Which is the best technique for the nurse to use when applying the elastic bandage to the client's lower extremity?
- A. Making figure-eight turns with the bandage
- B. Making spiral-reverse turns with the bandage
- C. Making recurrent turns with the bandage
- D. Making spica turns with the bandage
Correct Answer: A
Rationale: The figure-eight technique provides even compression and support around the ankle joint, stabilizing it while allowing some flexibility. Spiral-reverse turns are better for cylindrical limbs, recurrent turns are used for stumps, and spica turns are typically for larger joints like the hip or shoulder.
The nurse starting the shift is determining priorities for the day. Prioritize the order that the nurse should plan to assess the four clients.
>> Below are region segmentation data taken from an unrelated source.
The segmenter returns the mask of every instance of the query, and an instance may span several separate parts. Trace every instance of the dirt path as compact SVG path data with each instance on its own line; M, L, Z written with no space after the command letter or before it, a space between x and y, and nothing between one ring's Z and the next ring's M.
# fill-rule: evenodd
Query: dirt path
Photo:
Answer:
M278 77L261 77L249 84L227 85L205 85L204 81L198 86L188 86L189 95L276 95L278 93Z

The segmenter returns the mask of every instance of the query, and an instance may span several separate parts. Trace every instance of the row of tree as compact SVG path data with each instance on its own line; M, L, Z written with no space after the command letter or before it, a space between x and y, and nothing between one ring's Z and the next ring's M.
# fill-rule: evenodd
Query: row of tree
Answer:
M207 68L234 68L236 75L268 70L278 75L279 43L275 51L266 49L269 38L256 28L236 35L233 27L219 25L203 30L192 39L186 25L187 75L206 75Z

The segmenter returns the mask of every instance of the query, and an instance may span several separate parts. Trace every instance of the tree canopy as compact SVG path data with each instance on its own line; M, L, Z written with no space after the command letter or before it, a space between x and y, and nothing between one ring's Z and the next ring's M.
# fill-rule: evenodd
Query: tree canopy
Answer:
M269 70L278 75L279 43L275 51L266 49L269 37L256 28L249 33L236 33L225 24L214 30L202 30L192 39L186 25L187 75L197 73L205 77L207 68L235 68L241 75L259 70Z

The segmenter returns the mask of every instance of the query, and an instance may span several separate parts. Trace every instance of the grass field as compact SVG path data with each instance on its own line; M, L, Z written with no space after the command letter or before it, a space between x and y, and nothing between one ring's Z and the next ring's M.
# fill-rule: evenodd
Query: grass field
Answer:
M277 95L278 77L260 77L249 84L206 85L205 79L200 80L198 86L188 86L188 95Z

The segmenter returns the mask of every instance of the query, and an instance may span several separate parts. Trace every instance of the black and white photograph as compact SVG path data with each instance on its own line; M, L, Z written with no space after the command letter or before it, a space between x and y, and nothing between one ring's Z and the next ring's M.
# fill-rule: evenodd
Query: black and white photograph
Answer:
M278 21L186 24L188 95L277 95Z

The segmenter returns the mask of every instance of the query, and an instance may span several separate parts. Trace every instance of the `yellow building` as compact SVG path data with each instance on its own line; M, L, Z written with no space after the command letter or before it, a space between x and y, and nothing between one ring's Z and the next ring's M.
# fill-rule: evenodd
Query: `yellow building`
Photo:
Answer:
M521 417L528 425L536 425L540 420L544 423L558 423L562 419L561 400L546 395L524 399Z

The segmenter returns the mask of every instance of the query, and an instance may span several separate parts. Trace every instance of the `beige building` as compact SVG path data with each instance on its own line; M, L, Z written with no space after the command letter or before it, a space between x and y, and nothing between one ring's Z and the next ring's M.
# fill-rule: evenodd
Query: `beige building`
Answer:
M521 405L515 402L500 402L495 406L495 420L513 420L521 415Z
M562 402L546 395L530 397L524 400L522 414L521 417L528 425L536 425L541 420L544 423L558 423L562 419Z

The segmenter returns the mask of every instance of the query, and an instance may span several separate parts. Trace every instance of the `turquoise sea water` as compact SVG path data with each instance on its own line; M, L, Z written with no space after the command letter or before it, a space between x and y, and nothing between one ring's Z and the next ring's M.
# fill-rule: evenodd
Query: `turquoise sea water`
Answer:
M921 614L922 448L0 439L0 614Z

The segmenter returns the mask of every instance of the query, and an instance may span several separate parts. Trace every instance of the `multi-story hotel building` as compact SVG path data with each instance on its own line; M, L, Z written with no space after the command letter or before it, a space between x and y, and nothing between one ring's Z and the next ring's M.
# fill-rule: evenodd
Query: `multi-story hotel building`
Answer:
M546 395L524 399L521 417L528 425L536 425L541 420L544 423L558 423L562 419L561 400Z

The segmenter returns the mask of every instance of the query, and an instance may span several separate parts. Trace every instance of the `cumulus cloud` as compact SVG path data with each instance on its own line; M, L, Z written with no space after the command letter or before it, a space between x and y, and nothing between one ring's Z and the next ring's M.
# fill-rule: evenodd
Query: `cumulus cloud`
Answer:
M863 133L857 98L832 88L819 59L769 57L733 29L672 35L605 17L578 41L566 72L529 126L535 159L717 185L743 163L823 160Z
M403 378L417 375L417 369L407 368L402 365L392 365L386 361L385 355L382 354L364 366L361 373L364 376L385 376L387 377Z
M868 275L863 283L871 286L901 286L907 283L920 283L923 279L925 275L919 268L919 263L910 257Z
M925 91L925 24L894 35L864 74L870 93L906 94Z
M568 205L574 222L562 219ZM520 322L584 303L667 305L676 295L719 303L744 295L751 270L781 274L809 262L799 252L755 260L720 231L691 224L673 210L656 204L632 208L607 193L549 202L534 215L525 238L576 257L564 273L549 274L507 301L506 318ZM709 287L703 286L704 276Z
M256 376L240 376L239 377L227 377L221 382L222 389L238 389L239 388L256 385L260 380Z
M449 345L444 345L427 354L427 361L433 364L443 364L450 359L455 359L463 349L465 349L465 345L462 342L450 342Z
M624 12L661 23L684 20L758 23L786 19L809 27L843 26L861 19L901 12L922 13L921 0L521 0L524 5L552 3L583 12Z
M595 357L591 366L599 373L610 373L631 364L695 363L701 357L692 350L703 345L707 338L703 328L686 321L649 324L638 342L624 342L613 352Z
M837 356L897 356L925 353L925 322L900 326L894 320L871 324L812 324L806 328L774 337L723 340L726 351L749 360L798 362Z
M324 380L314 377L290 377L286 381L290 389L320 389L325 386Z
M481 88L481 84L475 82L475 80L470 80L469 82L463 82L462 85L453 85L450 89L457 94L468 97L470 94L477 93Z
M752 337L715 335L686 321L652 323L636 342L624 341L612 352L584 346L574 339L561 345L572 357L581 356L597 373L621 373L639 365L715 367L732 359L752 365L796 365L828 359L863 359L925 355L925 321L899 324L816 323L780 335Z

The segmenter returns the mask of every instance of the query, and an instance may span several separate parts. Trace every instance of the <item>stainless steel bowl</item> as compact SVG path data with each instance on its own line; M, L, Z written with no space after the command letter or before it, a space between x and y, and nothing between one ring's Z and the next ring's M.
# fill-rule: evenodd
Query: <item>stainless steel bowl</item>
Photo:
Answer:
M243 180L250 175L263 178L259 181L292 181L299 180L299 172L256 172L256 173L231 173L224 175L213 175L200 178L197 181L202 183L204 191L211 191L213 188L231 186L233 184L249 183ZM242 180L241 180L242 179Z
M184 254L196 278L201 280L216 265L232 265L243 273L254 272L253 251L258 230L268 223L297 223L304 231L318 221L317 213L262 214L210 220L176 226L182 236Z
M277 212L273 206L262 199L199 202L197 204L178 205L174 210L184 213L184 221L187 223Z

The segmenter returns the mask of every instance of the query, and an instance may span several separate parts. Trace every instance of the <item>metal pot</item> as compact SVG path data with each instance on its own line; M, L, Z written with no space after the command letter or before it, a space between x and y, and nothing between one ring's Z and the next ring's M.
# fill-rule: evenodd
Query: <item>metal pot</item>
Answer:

- A. Client who had a left BKA and has left foot pain of 6 on a 0 to 10 scale
- B. Client who has a right lower leg cast whose right foot is cold to the touch
- C. Client who had a THR and 200-mL wound drain output during the past 8 hours
- D. Client who had a spinal fusion and has not voided since the urinary catheter removal 4 hours ago
Correct Answer: B,A,D,C
Rationale: B. The client who has a right lower leg cast whose right foot is cold to the touch should be assessed first. The data could indicate compartment syndrome, which is an emergent condition. A. The client who had a left BKA and has left foot pain of 6 on a 0 to 10 scale should be assessed second because pain is a priority in a postoperative client and should be addressed in a timely manner, but this is not an emergent situation. D. The client who had a spinal fusion and has not voided since the urinary catheter removal 4 hours ago should be assessed third for the presence of urinary retention. Usually the client should void within 6 hours after a urinary catheter has been removed. C. The client who had a THR and 200-mL wound drain output during the past 8 hours should be assessed last. This amount of output is a common finding following a THR due to the vascular nature of the operative site.